E-mail: <font color="blue">luca.franceschi01@estudiant.upf.edu</font>

Date: <font color="blue">12/11/2024</font>

In [None]:
import io
import nltk
import gzip
import random
import statistics
import secrets
import re
import gzip

In [None]:
# nltk.download('punkt_tab')
# nltk.download('averaged_perceptron_tagger_eng')

# 0. Dataset and how to iterate

The input file contain lines of dialogue of a set of movies from the [Movie Dialog Corpus](https://www.kaggle.com/datasets/Cornell-University/movie-dialog-corpus). We will use the file `movie_lines.tsv` which contains the text of the dialogue, about 3 million words in about 300,000 lines of dialogue.

During this practice, **we will never load this file in memory.**

<font size="-1" color="gray">(Remove this cell when delivering.)</font>

In [None]:
# Leave this code as-is

INPUT_FILE = 'movie_lines.tsv.gz'

The function `read_by_words` is a [generator](https://wiki.python.org/moin/Generators), that is, a function that behaves as an iterator. This is a common pattern used in stream processing, and in Python is implemented with the `yield` keyword, instead of `return`.

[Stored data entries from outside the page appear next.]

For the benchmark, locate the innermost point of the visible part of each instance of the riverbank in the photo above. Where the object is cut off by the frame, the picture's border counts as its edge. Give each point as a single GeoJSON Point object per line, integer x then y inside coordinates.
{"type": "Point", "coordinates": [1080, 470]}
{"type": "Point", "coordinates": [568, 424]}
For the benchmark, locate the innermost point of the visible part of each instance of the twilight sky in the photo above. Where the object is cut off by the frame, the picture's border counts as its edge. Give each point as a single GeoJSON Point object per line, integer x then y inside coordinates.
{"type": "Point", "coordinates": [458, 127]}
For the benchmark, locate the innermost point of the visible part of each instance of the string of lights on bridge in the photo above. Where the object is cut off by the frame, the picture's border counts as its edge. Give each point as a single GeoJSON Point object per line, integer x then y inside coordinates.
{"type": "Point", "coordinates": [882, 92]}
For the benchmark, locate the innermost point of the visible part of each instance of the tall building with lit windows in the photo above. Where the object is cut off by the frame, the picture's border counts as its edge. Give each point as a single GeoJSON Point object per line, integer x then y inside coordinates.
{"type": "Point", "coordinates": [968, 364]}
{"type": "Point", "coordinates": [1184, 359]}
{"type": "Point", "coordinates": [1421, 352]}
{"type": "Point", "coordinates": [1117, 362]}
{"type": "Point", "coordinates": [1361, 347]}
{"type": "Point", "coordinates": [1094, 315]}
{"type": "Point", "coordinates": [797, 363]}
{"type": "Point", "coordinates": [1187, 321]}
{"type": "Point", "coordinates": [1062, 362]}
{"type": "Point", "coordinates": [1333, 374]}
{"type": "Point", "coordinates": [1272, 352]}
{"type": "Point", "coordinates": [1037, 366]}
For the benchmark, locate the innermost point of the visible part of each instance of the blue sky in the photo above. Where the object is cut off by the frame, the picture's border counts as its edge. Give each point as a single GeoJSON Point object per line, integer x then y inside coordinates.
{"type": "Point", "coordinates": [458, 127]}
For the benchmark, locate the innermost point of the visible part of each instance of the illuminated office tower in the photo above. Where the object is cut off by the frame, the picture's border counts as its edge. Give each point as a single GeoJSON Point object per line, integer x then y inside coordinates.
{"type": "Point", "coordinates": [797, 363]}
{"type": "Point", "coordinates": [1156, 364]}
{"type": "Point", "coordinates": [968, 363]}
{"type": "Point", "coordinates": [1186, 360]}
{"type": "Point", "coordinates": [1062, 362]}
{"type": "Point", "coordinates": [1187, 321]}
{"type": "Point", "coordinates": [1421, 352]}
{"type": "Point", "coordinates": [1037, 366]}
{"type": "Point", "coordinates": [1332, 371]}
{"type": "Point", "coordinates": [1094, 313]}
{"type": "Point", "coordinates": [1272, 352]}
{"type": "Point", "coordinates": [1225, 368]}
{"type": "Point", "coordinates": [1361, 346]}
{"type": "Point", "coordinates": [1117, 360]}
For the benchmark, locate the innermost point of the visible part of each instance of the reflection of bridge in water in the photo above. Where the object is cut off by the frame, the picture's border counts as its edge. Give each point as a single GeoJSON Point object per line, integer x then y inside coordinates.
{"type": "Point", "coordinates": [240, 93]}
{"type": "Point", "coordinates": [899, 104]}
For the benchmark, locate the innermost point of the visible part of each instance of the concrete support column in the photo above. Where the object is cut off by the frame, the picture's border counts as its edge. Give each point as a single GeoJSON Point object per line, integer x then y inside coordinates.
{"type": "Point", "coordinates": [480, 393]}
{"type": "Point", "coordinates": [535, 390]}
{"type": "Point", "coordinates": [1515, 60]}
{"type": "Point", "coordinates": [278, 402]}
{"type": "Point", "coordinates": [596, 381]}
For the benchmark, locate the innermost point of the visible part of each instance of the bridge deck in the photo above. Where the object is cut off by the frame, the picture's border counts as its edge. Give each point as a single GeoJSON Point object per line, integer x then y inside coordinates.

<font size="-1" color="gray">(Remove this cell when delivering.)</font>

In [None]:
# Leave this code as-is

POS_NOUN = 'NN'
POS_VERB = 'VB'
POS_ADJECTIVE = 'JJ'


# Producer in Python that reads a file by words that are nouns
def read_by_parts_of_speech(filename, parts_of_speech, max_words=-1, report_every=-1):

    # Open the input file
    with gzip.open(INPUT_FILE, 'rt', encoding='utf8') as file:

        # Initialize counter of words to stop at max_words
        counter = 0

        # Iterate through lines in the file
        for line in file:

            elements = line.split('\t')

            text = ""
            if len(elements) >= 5:
                text = elements[4].strip()

            if counter > max_words and max_words != -1:
                break

            for sentence in nltk.sent_tokenize(text):

                tagged = nltk.pos_tag(nltk.word_tokenize(sentence))
                for word in [part[0] for part in tagged if part[1] in parts_of_speech]:

                    counter += 1

                    # Report
                    if (report_every != -1) and (counter % report_every == 0):
                        if max_words == -1:
                            print('- Read %d words so far' % (counter))
                        else:
                            print('- Read %d/%d words so far' % (counter, max_words))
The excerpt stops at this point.